We start by proving that $C^{\infty} \left( \Omega \right)$ has the Heine-Borel property. Then, since it is not finite-dimensional, we must have that it is not locally bounded and hence not normable.
Let $E \subseteq C^{\infty} \left( \Omega \right)$ be a closed and bounded set. Then, by the characterizations of bounded sets in a topological vector space whose topology is induced by a family of seminorms, we have that for every $n \in \mathbb{N}$, there is some $M_n > 0$ such that for all $f \in E$, we have $p_n \left( f \right) \leq M_n$. As a consequence, the set $\left\lbrace D^{\beta} f | f \in E \right\rbrace$ is equicontinuous on $K_{n - 1}$, where $\left| \beta \right| \leq n - 1$.
Hence, by Arzela-Ascoli's Theorem, every sequence in these sets has a (uniformly) convergent subsequence. From here, the author writes that by Cantor's diagonalization trick, we can see that $E$ is compact (that is, every sequence in $E$ has a convergent subsequence). However, I am unable to see precisely how this works. Here is my attempt at this:
We start with a sequence $\left( f_j \right)_{j \in \mathbb{N}}$ in $E$. Then, this sequence has a uniformly convergent subsequence in $K_1$. Let us call this subsequence as $\left( f_j^{\left( 1 \right)} \right)_{j \in \mathbb{N}}$. We will now look at the subsequence $\left( f_j^{\left( 1 \right)} \right)_{j \in \mathbb{N}}$ alone. Again, it has a (uniformly) convergent subsequence, say $\left( \tilde{f}_j^{\left( 1, 0 \right)} \right)$ in $K_2$. Now, for a multiindex $\alpha$ with $\left| \alpha \right| = 1$, we have a subsequence of $\left( D^{\alpha} \tilde{f}_j^{\left( 1, 0 \right)} \right)_{j \in \mathbb{N}}$ which is uniformly convergent in $K_2$. Let us call this subsequence as $\left( D^{\alpha} \tilde{f}_{j}^{\left( 1, 1 \right)} \right)_{j \in \mathbb{N}}$ This, if the uniform limit of $\left( \tilde{f}_j^{\left( 1, 1 \right)} \right)$ is $\tilde{f}$, then $\tilde{f}$ is differentiable and $\lim\limits_{j \rightarrow \infty} D^{\alpha} \tilde{f}_j^{\left( 1, 1 \right)} = D^{\alpha} \tilde{f}$. So, now we work with the subsequence $\left( \tilde{f}_j^{\left( 1, 1 \right)} \right)_{j \in \mathbb{N}}$, and we call it as $\left( f_j^{\left( 2 \right)} \right)_{j \in \mathbb{N}}$.

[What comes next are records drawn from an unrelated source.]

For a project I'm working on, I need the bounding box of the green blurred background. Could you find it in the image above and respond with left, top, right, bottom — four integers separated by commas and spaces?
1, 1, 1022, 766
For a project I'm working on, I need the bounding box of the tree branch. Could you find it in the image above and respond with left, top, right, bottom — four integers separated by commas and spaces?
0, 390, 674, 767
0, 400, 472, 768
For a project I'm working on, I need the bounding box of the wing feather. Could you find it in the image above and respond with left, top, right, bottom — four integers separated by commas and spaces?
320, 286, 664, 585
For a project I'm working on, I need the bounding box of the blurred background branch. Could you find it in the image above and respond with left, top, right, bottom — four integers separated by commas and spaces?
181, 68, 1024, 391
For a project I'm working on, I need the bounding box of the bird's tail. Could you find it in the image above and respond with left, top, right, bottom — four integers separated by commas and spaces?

Now, clearly, $\left( f_j^{\left( 2 \right)} \right)_{j \in \mathbb{N}}$ is a subsequence of $\left( f_{j}^{\left( 1 \right)} \right)_{j \in \mathbb{N}}$, and hence their limits agree on $K_1$. In this manner, for every $n \in \mathbb{N}$, we can construct a subsequence $\left( f_j^{\left( n \right)} \right)_{j \in \mathbb{N}}$ of $\left( f_j^{\left( n - 1 \right)} \right)_{j \in \mathbb{N}}$ that converges uniformly (along with its derivatives up to order $n$) on $K_n$ and the limits of the two sequences match on their common domain $K_{n - 1}$.

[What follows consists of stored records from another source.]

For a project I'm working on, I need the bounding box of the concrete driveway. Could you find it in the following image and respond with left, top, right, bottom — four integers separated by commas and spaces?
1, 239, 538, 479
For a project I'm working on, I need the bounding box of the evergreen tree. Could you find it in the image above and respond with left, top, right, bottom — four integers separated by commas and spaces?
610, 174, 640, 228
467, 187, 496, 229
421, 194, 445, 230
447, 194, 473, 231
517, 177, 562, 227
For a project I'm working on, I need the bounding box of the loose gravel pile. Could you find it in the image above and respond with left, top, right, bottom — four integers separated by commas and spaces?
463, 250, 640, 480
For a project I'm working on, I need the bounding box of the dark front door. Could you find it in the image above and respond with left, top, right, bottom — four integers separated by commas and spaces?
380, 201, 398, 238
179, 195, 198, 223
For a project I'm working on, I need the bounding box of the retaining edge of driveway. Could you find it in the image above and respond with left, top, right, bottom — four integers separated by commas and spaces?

According to what is written in the book, I suppose that now we have to choose the diagonal sequence $\left( f_j^{\left( j \right)} \right)_{j \in \mathbb{N}}$, which is a subsequence of all the sequences that we have obtained. Suppose that $f_j^{\left( n \right)} \rightarrow f_n$, and $\lim\limits_{n \rightarrow \infty} f_n = f$. Then, it is clear that $f \in C^{\infty} \left( \Omega \right)$. However, we now have to prove that the sequence $\left( f_j^{\left( j \right)} \right)_{j \in \mathbb{N}}$ is convergent to $f$. And I am stuck with that. Somehow I need to convert the uniform convergence of all compact sets to the seminorms but that would also involve the derivatives of different order. So, the question is how to do it?
Any insights into this will be highly appreciated!